Las Vegas Sun

March 29, 2024

Editorial: Can FEMA weather storm?

Investigators this week announced that money intended for hurricane victims did not always go to victims, and the disaster assistance cash was not always used for necessities. Congressional investigators provided some outrageous examples of how as much as $1.4 billion was misspent: football tickets, adult erotica items, champagne and even the services of a Houston divorce lawyer.

Government Accountability Office investigators who posed covertly as victims said it was not hard to obtain FEMA money with a fake address.

The GAO uncovered ruses that included people who had used prisoners' names to obtain money, and one man who used 13 Social Security numbers to score $139,000 sent to him by FEMA - to the same address.

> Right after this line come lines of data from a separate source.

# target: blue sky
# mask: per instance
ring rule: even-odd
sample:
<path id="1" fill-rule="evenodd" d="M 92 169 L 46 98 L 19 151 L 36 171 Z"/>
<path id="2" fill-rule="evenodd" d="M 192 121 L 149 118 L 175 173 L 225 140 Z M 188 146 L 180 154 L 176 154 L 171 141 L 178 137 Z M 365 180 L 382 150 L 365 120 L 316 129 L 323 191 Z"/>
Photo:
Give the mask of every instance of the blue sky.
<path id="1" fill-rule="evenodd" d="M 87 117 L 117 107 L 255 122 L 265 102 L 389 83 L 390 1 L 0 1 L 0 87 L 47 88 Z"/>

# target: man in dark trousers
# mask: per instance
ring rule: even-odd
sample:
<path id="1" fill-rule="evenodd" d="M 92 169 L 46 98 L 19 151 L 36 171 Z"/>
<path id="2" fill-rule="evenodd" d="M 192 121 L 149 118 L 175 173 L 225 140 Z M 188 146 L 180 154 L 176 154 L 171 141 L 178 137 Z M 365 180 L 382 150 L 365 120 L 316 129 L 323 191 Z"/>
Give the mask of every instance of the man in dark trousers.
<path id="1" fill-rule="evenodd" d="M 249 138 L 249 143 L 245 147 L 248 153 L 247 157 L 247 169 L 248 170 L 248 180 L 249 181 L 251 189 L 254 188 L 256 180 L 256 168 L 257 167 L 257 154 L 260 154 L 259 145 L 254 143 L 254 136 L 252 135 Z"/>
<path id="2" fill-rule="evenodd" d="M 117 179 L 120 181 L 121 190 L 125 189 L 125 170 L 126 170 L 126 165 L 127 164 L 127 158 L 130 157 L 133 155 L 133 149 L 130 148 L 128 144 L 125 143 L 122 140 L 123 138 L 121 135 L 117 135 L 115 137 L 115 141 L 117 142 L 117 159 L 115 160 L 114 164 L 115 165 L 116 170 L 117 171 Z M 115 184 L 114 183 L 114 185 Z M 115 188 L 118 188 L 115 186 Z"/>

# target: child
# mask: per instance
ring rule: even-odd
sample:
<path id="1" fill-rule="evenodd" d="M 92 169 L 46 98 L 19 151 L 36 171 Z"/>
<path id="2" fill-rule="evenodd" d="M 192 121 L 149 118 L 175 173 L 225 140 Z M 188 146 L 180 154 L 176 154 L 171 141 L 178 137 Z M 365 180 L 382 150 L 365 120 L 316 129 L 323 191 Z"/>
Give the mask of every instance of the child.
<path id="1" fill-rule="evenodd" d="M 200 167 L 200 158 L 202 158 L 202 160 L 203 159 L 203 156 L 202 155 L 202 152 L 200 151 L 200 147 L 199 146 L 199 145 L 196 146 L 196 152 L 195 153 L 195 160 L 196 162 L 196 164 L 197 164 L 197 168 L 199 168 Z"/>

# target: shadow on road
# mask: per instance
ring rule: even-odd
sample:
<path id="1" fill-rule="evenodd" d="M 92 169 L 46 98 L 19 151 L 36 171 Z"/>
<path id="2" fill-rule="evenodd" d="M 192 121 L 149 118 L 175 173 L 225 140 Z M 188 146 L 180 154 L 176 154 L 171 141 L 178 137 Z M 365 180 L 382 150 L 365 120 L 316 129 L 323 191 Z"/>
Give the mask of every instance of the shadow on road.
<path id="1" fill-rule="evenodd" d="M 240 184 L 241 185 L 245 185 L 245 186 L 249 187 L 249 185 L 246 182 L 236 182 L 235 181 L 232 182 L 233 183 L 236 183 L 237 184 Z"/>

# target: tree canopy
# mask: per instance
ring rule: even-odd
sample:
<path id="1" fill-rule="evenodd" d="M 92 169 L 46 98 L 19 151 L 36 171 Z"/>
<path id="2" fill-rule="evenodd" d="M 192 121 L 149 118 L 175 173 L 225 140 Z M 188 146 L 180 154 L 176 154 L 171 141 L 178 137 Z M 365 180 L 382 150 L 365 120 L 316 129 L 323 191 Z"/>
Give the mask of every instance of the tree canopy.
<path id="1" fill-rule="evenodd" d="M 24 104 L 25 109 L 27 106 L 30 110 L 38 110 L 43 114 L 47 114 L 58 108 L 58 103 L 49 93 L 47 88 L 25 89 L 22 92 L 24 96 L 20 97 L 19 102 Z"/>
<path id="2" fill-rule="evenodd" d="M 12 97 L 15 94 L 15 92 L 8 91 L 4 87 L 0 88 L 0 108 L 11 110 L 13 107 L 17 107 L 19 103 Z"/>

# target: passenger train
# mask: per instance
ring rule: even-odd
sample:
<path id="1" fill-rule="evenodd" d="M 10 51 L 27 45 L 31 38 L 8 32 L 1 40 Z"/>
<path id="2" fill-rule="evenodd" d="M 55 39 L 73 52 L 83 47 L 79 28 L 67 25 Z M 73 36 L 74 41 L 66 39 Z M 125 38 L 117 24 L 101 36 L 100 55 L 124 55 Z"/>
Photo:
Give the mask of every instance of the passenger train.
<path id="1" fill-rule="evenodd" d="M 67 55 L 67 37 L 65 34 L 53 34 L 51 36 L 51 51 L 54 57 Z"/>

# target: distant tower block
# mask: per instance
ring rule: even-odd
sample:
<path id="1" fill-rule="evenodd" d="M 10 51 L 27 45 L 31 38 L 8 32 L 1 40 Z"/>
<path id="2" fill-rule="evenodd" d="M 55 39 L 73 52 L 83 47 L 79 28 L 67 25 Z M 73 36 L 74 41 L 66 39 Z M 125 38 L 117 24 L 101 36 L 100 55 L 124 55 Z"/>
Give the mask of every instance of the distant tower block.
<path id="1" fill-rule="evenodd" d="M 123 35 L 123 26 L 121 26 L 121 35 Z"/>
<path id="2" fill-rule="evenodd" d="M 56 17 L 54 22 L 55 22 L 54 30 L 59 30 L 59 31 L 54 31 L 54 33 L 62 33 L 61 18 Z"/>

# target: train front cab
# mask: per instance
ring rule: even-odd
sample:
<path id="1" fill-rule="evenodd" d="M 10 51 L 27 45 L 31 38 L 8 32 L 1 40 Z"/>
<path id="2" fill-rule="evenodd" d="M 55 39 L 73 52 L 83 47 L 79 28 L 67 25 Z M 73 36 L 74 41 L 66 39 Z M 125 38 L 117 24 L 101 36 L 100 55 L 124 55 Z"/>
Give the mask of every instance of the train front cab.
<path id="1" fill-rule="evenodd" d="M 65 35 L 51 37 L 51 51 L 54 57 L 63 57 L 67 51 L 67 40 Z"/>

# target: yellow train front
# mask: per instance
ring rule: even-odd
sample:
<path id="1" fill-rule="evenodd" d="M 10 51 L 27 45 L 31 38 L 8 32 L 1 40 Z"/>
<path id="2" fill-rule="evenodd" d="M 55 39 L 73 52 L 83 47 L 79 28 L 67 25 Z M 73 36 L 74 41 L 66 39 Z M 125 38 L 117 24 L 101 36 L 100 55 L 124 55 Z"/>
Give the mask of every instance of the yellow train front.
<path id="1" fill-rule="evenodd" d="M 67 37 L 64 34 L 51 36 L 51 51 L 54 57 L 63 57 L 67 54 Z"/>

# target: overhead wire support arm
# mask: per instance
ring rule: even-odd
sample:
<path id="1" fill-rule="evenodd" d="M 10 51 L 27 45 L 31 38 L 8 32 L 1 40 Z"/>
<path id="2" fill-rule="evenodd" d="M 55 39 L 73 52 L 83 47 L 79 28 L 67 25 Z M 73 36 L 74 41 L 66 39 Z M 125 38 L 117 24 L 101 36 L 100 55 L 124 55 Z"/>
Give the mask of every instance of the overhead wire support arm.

But perhaps the most outrageous revelation was the bottom line: As much as 16 percent of the billions of dollars that FEMA doled out to individual victims was unnecessary, according to the GAO.

FEMA officials say they are taking steps to correct the problem, a familiar refrain.

Agency officials have identified more than 1,500 examples of possible fraud, but just $16.8 million in misspent money. The GAO says it is between $600 million and $1.4 billion.

That discrepancy seems emblematic of a core problem at FEMA: The people in charge do not know just how big their problems are and seem incapable of fixing them.

FEMA itself has weathered a torrent of deserved criticism since Hurricane Katrina.

The agency will continue to find itself battling the storm until its managers can right the ship and again establish FEMA as the government's swift and efficient first responder in major disasters, as it was during the Clinton administration.

We are fearful that current management is not prepared for the hurricane season that is just days old.